Los cada día más apabullantes hechos que salen a flote en relación con el fraude a PEMEX deberían estar produciendo un reproche unánime de la población. Nunca México había registrado los niveles de corrupción que hoy salen a la luz, a pesar de que la historia nuestra en esta materia es larga, profunda y muy oscura. No es así. El caso ha conducido a una mayor polarización, que empieza a alcanzar niveles muy peligrosos. La tecnología virtual, con sus características, disponibilidad e idoneidad, ha facilitado y magnificado la división.

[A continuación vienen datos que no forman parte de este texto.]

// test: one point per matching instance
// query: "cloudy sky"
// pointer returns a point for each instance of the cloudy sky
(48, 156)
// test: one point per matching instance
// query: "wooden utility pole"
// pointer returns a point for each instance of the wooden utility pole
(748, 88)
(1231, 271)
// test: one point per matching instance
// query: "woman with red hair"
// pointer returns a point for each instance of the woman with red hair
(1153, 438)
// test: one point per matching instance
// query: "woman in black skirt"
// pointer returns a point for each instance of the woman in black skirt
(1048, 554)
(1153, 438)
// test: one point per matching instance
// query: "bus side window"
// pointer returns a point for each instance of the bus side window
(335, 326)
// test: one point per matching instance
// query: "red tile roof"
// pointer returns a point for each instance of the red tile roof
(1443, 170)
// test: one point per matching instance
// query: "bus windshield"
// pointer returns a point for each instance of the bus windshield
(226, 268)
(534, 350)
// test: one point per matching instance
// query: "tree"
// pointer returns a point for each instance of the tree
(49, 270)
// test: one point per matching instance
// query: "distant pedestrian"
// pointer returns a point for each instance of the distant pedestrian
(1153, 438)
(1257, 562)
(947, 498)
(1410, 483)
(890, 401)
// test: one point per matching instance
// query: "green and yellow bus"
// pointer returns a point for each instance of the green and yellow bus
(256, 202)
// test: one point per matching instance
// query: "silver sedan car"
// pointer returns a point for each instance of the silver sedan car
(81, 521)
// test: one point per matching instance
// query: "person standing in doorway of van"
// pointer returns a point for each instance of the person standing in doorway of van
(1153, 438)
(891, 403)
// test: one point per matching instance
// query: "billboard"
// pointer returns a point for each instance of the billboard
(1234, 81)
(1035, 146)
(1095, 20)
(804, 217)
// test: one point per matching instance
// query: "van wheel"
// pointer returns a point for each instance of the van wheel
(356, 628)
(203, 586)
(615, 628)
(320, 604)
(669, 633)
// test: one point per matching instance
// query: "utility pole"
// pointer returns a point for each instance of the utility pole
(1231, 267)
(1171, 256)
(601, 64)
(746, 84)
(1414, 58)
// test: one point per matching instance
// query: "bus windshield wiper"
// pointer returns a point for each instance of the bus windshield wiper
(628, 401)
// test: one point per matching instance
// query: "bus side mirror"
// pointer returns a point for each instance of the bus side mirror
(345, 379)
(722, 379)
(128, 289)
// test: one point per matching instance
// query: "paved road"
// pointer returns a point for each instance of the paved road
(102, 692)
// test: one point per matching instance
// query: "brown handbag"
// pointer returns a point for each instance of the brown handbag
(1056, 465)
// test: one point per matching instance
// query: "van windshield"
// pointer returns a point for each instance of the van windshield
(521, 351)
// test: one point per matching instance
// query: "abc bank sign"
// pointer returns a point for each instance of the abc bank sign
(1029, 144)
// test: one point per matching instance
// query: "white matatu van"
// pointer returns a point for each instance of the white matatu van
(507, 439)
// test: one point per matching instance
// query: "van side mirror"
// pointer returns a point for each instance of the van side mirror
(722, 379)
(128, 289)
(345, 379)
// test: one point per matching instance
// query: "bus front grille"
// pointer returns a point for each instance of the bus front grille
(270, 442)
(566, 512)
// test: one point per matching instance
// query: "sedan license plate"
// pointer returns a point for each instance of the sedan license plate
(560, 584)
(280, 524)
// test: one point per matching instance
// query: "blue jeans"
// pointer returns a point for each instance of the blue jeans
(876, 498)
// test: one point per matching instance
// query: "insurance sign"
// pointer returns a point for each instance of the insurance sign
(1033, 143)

Que a Felipe Calderón convenientemente no se le hayan presentado cargos y que sea mantenido como objeto de la obsesión por depurar la vida política cada vez que se hace evidente que Morena no ha cumplido con lo prometido, son prácticas que demuestran que en México hemos perdido la capacidad de identificar, por su nombre, los problemas reales y graves que nos aquejan. Pero, sobre todo, que, enceguecidos por nuestras emociones, avanzamos hacia el punto de ruptura y no retorno.